Так это ее он выбрал себе в жены? Безупречная во всех отношениях юная леди в красивом наряде, с обворожительной улыбкой и стройной фигурой? Лили не нашла в ней ни одного изъяна. И, что хуже всего, она не могла даже возненавидеть ее, эту юную леди, которая идеально ему подходила.

Она просто не была ею.

Сухая высокая дама постарше встала и, поприветствовав герцога, жестом пригласила его пройти вперед, где, как предполагала Лили, сидели благотворители. Тогда же Лили увидела мистера Смитфилда, который стоял во втором ряду. Мистер Смитфилд улыбнулся, перехватив ее взгляд.

Неужели он ей еще и подмигнул или Лили показалось?

Очень странно.

Но об этом она тоже не успела подумать, поскольку герцог вышел вперед и начал говорить. Его низкий, с волнующими обертонами голос окутал ее, заставляя желать его с новой силой. Ей даже было неважно, что он говорит.

– Леди и джентльмены, спасибо за то, что пришли сюда. Мы с большой радостью объявляем об открытии Садов Резерфорда. Мы надеемся, что эти сады, открытые для всех желающих, подарят людям, которые будут сюда приходить, наслаждение от общения с природой, несмотря на то что это лишь малый островок природы в нашей столь плотно застроенной столице. Все горожане, вне зависимости от их профессии или сословной принадлежности, будь то герцоги, трубочисты или королевы, – Маркус отвесил поклон королеве Виктории, – заслуживают того, чтобы у них было место, куда они могли бы прийти и отдохнуть среди зелени, отвлечься от серых будней и серых стен.
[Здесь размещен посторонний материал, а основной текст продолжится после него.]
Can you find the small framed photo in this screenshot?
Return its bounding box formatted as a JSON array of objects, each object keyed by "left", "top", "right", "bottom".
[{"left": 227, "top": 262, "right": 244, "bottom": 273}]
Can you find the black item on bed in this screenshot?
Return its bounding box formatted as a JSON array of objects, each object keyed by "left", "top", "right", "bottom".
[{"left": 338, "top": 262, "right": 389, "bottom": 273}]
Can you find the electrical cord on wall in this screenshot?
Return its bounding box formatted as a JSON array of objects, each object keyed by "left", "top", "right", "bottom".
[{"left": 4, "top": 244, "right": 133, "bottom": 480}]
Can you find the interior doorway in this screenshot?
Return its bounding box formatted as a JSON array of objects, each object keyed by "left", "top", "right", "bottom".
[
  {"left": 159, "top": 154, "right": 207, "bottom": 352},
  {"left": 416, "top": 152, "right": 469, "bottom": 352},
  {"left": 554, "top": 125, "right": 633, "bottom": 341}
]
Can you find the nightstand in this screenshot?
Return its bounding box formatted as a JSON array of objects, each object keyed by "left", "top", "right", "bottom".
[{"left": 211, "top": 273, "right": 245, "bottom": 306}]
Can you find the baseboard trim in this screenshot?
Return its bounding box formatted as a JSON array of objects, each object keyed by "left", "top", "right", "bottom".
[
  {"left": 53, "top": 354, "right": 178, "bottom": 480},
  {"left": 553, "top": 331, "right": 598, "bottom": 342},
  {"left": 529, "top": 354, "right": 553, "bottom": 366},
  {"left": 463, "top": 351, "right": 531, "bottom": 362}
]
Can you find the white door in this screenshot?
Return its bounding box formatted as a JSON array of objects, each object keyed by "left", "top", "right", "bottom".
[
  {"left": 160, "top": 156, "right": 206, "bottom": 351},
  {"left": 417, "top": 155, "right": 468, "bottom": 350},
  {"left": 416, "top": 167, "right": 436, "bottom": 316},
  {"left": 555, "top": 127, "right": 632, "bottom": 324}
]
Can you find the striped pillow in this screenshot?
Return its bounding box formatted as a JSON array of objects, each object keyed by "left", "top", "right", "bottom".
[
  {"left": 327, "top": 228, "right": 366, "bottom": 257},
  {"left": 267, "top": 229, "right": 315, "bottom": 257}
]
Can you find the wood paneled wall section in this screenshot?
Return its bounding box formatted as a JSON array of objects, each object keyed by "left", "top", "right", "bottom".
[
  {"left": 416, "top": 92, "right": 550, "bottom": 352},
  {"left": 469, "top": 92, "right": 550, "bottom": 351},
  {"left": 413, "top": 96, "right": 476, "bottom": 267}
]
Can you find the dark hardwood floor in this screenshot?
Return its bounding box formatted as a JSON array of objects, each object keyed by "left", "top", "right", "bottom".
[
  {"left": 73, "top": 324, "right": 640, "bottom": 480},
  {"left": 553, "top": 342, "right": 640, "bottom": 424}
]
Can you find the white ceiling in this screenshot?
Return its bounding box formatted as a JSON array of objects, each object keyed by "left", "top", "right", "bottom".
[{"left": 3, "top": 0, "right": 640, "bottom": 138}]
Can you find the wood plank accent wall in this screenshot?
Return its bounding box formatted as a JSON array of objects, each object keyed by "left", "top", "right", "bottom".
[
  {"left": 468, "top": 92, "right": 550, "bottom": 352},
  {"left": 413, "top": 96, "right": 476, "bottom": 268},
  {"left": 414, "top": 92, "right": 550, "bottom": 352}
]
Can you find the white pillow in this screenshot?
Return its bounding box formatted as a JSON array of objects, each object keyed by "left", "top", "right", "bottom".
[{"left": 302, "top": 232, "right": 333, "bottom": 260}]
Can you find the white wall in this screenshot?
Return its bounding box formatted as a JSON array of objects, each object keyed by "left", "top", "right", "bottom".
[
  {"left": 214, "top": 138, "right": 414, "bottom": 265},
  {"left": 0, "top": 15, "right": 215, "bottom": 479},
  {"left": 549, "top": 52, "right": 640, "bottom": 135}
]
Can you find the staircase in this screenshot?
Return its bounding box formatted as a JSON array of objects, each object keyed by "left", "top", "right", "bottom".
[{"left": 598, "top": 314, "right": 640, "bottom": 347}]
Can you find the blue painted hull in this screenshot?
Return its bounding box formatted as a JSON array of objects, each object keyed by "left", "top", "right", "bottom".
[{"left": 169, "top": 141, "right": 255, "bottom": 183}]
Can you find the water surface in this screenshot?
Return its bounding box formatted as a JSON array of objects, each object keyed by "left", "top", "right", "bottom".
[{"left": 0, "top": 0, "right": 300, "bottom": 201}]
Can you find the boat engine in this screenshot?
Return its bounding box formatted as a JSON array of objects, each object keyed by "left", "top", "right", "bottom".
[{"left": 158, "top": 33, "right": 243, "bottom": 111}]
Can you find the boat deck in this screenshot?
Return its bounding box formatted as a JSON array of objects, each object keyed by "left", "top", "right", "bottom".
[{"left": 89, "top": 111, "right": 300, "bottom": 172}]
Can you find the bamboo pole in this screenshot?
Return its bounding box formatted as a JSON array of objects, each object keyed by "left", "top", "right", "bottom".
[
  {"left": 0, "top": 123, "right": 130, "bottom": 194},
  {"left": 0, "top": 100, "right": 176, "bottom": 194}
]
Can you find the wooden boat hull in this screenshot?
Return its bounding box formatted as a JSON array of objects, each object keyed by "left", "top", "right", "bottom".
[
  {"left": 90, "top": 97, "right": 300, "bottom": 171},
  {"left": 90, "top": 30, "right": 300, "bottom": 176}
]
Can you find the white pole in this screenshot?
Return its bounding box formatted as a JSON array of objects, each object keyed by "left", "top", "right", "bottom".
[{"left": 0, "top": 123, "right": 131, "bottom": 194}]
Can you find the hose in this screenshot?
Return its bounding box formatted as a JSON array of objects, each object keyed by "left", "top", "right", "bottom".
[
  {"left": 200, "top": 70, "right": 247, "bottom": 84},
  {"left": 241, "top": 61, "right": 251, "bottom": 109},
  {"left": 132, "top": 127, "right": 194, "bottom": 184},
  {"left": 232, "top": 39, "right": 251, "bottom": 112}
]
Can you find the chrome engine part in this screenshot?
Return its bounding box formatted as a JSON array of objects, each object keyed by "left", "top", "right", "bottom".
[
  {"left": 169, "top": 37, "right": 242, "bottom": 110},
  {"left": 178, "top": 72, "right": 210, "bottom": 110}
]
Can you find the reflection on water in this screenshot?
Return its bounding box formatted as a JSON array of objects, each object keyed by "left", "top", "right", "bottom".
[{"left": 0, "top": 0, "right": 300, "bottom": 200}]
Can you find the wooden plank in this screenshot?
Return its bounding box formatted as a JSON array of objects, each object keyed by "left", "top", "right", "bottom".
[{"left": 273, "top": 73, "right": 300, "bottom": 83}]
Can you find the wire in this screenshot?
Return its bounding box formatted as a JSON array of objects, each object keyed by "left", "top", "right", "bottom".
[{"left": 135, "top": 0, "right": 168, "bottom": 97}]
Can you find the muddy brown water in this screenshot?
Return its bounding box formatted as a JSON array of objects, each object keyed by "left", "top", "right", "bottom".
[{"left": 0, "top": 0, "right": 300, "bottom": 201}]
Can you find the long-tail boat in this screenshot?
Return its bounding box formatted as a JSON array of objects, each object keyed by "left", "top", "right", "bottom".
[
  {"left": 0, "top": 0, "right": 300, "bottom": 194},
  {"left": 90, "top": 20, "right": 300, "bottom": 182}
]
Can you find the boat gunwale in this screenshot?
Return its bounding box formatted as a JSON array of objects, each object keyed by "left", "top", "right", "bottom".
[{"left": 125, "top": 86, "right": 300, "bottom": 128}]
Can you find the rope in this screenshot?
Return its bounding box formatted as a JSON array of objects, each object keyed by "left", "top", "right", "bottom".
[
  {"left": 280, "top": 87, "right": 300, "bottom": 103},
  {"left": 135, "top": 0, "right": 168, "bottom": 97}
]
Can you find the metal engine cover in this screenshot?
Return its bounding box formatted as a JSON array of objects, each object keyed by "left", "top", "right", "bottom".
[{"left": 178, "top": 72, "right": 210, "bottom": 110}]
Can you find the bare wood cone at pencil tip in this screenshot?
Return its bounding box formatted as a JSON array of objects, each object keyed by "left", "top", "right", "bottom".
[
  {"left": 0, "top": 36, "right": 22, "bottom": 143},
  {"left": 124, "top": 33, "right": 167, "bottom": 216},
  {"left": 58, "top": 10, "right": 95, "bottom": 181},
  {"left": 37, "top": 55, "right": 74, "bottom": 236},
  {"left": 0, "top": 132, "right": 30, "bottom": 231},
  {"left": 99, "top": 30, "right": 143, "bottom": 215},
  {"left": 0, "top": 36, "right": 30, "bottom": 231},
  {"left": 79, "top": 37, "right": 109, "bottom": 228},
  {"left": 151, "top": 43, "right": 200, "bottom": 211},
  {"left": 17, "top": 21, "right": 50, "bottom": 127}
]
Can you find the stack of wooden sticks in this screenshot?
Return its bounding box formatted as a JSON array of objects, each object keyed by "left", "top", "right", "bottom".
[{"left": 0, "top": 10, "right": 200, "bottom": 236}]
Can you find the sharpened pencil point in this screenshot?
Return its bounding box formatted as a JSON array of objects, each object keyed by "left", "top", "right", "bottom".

Маркус замолчал, и несколько человек зааплодировали, решив, что он закончил речь.

– Но, – произнес Маркус и широко развел руки в стороны, – это еще и место, где торжествует жизнь. Место, где все цветет, плодоносит и радуется. Вот поэтому я и решил стать попечителем столь прекрасного начинания.

Среди невнятного гула голосов Лили расслышала – не могло же ей это показаться! – слова о том, как удивительно хорош собой этот молодой герцог, как он высок, и какой у него выразительный взгляд и внушительный нос, и как в нем чувствуется порода.

Хотя, возможно, это был ее, Лили, внутренний голос.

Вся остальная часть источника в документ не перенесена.